DynamoDB tables with a primary key that is a composite hash-range key are unique. Does this extend to secondary indices too?


I have a comments DynamoDB table with a post_id primary key and comment_id range key. Additionally there's a local secondary index with a date-user_id range key.

Each entry is a comment a user has left on post. The purpose of the secondary index is to count how many unique users left a comment on a post on a specific day.

Entry 1: post_id: 1 comment_id: 1 date-user_id: 2014_06_24-1

Entry 2: post_id: 1 comment_id: 2 date-user_id: 2014_06_24-1

Entry 3: post_id: 1 comment_id: 3 date-user_id: 2014_06_24-2

When I do a query specifying the secondary index, and pass in a condition of post_id equals 1 and a date-user_id equals 2014_06_24-1, I'm getting a count of 2 and I'm expecting a count of 1.

Why does the secondary index have two entries with the same primary key/range key.


3 Answers


Each item in a Local Secondary Index (LSI) has a 1:1 relationship with the corresponding item in the table. In the example above, while entry 1 and entry 2 in the LSI have the same range key value, the item in the table they point to is different. Hence Index keys ( hash or hash+range) are not unique.

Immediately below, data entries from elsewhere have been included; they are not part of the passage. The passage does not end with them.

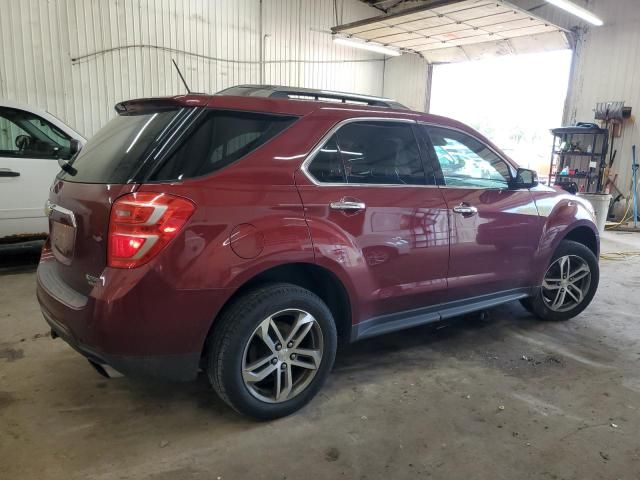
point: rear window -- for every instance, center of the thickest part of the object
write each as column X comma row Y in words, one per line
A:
column 130, row 144
column 220, row 139
column 114, row 154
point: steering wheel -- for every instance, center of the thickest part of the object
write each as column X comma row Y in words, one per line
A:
column 23, row 142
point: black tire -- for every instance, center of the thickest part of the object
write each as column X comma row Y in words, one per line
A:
column 536, row 303
column 233, row 331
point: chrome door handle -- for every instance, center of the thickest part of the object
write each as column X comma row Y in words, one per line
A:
column 5, row 172
column 345, row 205
column 465, row 209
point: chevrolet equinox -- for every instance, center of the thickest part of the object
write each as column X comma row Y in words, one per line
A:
column 247, row 233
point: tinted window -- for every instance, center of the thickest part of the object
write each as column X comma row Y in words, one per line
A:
column 370, row 153
column 221, row 138
column 24, row 134
column 327, row 166
column 116, row 152
column 466, row 162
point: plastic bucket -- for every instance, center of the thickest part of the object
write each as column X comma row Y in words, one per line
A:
column 600, row 202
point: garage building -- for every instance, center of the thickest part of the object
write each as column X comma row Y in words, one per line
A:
column 486, row 392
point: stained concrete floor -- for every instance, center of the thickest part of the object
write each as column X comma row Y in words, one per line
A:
column 506, row 397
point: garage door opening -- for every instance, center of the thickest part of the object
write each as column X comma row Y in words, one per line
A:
column 513, row 100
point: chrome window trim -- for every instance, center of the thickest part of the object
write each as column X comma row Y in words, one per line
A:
column 512, row 168
column 331, row 132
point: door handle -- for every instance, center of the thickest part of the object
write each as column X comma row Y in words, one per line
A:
column 5, row 172
column 465, row 209
column 347, row 205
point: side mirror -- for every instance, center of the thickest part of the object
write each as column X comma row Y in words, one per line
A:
column 525, row 178
column 75, row 146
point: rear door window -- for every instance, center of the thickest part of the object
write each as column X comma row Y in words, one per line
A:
column 373, row 152
column 24, row 134
column 220, row 139
column 467, row 162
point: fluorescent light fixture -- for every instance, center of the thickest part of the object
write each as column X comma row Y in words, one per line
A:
column 372, row 47
column 577, row 11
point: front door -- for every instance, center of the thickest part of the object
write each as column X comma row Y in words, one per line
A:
column 375, row 216
column 29, row 149
column 495, row 230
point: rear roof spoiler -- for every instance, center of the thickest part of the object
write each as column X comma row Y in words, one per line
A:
column 296, row 93
column 142, row 105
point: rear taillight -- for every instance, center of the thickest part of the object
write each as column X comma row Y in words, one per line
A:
column 142, row 224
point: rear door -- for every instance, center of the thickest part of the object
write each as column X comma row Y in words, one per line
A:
column 30, row 147
column 376, row 216
column 495, row 230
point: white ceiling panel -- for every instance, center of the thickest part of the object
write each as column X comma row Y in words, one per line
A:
column 452, row 25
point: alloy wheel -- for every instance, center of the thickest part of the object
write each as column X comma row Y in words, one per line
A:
column 566, row 283
column 282, row 356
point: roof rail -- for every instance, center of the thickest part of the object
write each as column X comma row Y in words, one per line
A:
column 296, row 93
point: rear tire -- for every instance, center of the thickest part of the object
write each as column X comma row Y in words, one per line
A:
column 569, row 284
column 271, row 350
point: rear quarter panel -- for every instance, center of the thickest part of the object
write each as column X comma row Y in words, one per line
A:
column 561, row 213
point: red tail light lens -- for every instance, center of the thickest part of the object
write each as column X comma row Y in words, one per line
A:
column 142, row 224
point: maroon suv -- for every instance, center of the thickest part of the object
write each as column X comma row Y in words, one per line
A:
column 249, row 232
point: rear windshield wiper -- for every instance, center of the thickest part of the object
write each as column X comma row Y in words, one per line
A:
column 66, row 166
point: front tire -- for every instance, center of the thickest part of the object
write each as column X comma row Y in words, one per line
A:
column 271, row 350
column 569, row 284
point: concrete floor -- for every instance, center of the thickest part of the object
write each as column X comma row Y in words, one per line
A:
column 507, row 397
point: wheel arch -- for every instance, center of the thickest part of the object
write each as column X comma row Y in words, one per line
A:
column 314, row 278
column 586, row 236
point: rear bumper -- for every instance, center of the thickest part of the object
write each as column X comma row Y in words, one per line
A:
column 135, row 323
column 178, row 368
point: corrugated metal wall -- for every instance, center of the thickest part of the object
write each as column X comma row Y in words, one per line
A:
column 608, row 69
column 405, row 79
column 77, row 58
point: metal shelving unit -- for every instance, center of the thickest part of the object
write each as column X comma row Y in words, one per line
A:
column 583, row 151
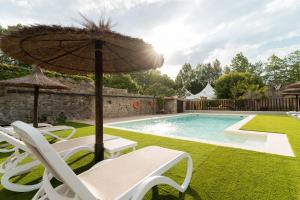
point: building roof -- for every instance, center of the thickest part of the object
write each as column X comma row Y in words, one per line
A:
column 207, row 92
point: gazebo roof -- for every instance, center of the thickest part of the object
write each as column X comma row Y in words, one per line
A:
column 36, row 79
column 207, row 92
column 72, row 49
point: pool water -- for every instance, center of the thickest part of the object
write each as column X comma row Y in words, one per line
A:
column 194, row 126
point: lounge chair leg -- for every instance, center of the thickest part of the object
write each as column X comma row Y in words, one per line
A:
column 181, row 195
column 155, row 192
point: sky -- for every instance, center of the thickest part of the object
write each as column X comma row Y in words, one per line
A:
column 193, row 31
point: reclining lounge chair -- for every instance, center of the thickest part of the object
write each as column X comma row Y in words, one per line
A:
column 11, row 166
column 129, row 176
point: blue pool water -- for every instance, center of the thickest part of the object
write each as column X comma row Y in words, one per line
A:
column 195, row 126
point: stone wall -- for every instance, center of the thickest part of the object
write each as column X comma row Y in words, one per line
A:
column 77, row 103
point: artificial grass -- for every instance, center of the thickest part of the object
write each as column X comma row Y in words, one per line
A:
column 219, row 173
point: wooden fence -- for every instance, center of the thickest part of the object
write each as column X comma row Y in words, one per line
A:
column 270, row 104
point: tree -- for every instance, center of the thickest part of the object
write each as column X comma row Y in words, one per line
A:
column 194, row 80
column 240, row 63
column 293, row 61
column 256, row 68
column 160, row 90
column 152, row 82
column 235, row 84
column 277, row 72
column 185, row 79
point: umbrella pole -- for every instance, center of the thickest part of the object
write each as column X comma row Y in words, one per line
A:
column 35, row 108
column 99, row 150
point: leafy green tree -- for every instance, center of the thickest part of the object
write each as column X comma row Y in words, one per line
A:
column 152, row 79
column 226, row 70
column 234, row 85
column 240, row 63
column 277, row 72
column 185, row 79
column 256, row 68
column 255, row 92
column 293, row 61
column 194, row 80
column 160, row 90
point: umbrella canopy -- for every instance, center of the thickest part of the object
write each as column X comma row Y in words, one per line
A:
column 94, row 48
column 36, row 80
column 72, row 50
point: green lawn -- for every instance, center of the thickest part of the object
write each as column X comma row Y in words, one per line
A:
column 219, row 173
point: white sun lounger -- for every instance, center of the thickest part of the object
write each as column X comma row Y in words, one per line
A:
column 48, row 129
column 11, row 167
column 129, row 176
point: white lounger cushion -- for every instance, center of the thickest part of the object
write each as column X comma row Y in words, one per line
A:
column 118, row 176
column 77, row 142
column 129, row 176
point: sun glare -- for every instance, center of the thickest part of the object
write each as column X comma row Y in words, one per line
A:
column 171, row 37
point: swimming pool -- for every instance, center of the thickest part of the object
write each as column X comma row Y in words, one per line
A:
column 205, row 128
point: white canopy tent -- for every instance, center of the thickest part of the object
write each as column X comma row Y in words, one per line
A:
column 207, row 92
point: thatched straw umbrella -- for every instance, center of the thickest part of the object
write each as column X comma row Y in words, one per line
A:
column 94, row 48
column 36, row 80
column 293, row 91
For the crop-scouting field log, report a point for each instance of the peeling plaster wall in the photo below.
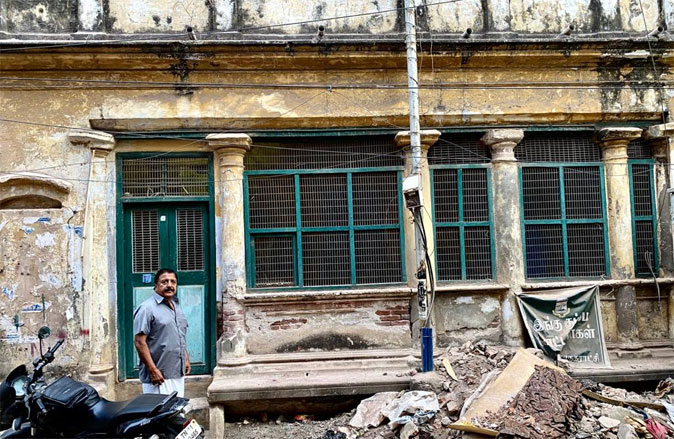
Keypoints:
(40, 284)
(255, 13)
(327, 326)
(44, 16)
(459, 318)
(265, 16)
(129, 16)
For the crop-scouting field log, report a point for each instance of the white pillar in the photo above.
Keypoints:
(507, 227)
(231, 149)
(99, 292)
(613, 143)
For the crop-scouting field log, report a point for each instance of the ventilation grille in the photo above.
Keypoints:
(463, 248)
(567, 239)
(325, 229)
(644, 247)
(165, 177)
(459, 149)
(642, 193)
(324, 154)
(274, 262)
(145, 241)
(557, 147)
(190, 239)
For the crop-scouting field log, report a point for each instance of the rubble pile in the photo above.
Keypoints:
(545, 408)
(546, 404)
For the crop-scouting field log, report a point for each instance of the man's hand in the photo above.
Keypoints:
(156, 377)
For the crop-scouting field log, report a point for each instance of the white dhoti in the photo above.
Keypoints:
(169, 386)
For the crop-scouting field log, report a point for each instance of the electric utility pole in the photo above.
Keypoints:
(415, 181)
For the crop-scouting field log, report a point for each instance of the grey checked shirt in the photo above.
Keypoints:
(165, 330)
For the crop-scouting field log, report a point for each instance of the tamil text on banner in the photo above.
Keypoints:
(566, 324)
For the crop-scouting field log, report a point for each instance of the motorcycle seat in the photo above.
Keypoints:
(107, 415)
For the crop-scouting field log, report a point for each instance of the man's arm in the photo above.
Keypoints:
(140, 341)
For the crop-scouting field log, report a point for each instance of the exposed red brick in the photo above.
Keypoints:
(389, 318)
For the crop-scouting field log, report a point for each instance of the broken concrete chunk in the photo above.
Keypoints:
(409, 430)
(617, 413)
(369, 411)
(626, 431)
(607, 422)
(411, 402)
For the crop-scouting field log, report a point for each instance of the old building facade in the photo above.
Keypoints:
(264, 162)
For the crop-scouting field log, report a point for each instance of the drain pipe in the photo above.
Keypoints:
(412, 186)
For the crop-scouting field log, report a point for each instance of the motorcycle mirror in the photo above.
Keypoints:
(43, 332)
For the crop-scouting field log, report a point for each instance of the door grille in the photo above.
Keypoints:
(165, 177)
(145, 241)
(190, 239)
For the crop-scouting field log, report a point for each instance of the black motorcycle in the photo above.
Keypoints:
(31, 407)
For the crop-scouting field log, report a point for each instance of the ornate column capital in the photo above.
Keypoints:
(658, 137)
(99, 142)
(613, 141)
(231, 147)
(428, 139)
(502, 143)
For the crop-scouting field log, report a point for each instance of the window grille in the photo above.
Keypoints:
(165, 177)
(190, 231)
(463, 222)
(145, 241)
(322, 153)
(564, 220)
(459, 149)
(319, 217)
(644, 218)
(557, 147)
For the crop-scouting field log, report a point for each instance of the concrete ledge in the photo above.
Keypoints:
(308, 375)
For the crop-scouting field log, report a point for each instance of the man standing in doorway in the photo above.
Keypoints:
(160, 327)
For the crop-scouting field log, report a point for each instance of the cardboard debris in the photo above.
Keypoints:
(622, 402)
(424, 403)
(448, 368)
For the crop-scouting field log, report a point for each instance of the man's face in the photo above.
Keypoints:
(166, 285)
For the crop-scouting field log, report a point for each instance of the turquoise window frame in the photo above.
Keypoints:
(297, 231)
(461, 224)
(563, 221)
(652, 217)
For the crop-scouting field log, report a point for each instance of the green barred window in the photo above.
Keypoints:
(563, 206)
(462, 215)
(324, 212)
(644, 225)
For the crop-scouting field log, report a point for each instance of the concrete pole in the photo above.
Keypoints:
(613, 143)
(659, 136)
(99, 292)
(507, 227)
(427, 139)
(230, 149)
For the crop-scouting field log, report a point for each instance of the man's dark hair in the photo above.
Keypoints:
(162, 271)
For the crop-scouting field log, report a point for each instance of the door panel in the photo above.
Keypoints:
(172, 236)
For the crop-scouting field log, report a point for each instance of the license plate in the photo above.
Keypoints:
(191, 431)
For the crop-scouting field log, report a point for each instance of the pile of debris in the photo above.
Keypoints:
(486, 391)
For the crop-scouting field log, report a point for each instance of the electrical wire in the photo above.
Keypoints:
(636, 85)
(154, 38)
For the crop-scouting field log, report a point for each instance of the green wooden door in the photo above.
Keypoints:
(176, 236)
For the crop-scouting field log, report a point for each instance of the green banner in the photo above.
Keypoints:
(566, 324)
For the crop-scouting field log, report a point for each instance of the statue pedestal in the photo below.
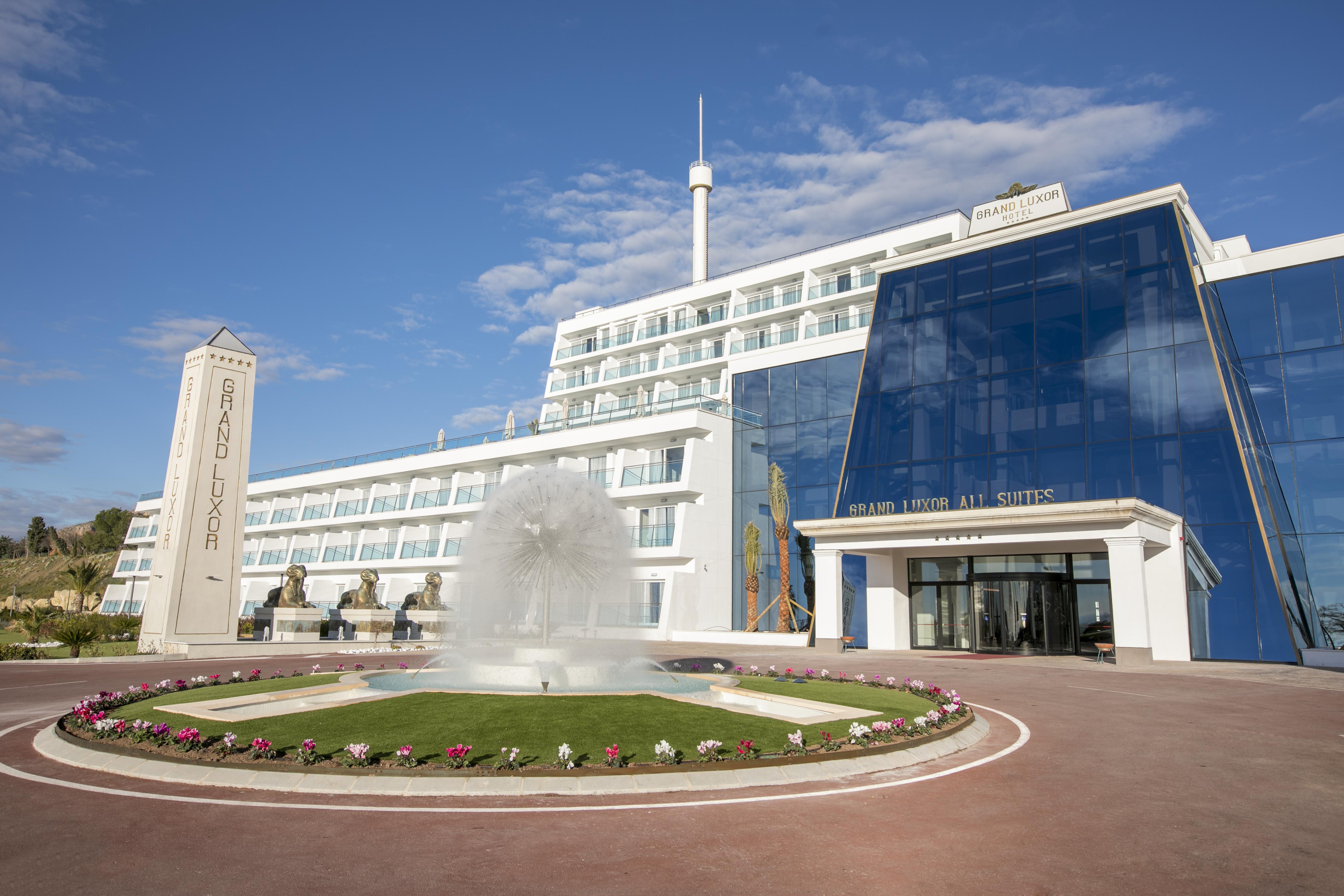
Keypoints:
(288, 624)
(432, 625)
(365, 625)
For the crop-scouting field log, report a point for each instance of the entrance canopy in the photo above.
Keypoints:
(1144, 543)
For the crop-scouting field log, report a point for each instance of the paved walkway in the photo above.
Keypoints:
(1211, 778)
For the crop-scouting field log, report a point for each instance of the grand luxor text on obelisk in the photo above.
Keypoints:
(198, 557)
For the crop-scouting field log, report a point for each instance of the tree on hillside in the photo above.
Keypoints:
(84, 579)
(35, 537)
(109, 531)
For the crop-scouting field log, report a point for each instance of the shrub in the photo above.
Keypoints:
(21, 652)
(76, 635)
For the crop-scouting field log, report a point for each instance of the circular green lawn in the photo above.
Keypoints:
(535, 725)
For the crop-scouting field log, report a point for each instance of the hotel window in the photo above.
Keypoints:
(339, 554)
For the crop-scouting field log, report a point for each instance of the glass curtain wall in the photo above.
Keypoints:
(1284, 327)
(806, 411)
(1076, 362)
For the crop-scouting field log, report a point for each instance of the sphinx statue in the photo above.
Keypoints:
(363, 598)
(427, 598)
(292, 593)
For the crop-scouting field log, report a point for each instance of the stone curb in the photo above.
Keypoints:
(690, 781)
(134, 657)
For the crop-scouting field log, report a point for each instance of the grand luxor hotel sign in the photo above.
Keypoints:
(1018, 206)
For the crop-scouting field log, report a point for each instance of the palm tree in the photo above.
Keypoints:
(752, 547)
(84, 579)
(780, 511)
(76, 635)
(34, 620)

Global Secondary Index (GSI) are similar to LSI in this aspect. Every GSI item contains the table hash and range keys (of the corresponding item). More details are available at http://docs.aws.amazon.com/amazondynamodb/latest/developerguide/GSI.html#GSI.Projections


Secondary indexes don't guarantee uniqueness. From the docs:

In addition, remember that global secondary indexes do not enforce uniqueness



NO they don't. Indexes are updated asynchronously, meaning they'll be eventually consistent, and which also means that dynamodb won't be able to enforce uniqueness at the time when you make the update call (it won't check for uniqueness on the secondary indexes, as that's an async operation; if it does, it will have no way to return a failure, as the real-time call would already have finished).

On a side note, that's also the reason why you can only perform Scan or Query on a GSI index, but not GetItem (i.e. GetItem is expected to return one item, but there can be many corresponding to given secondary index in the absence of uniqueness constraint).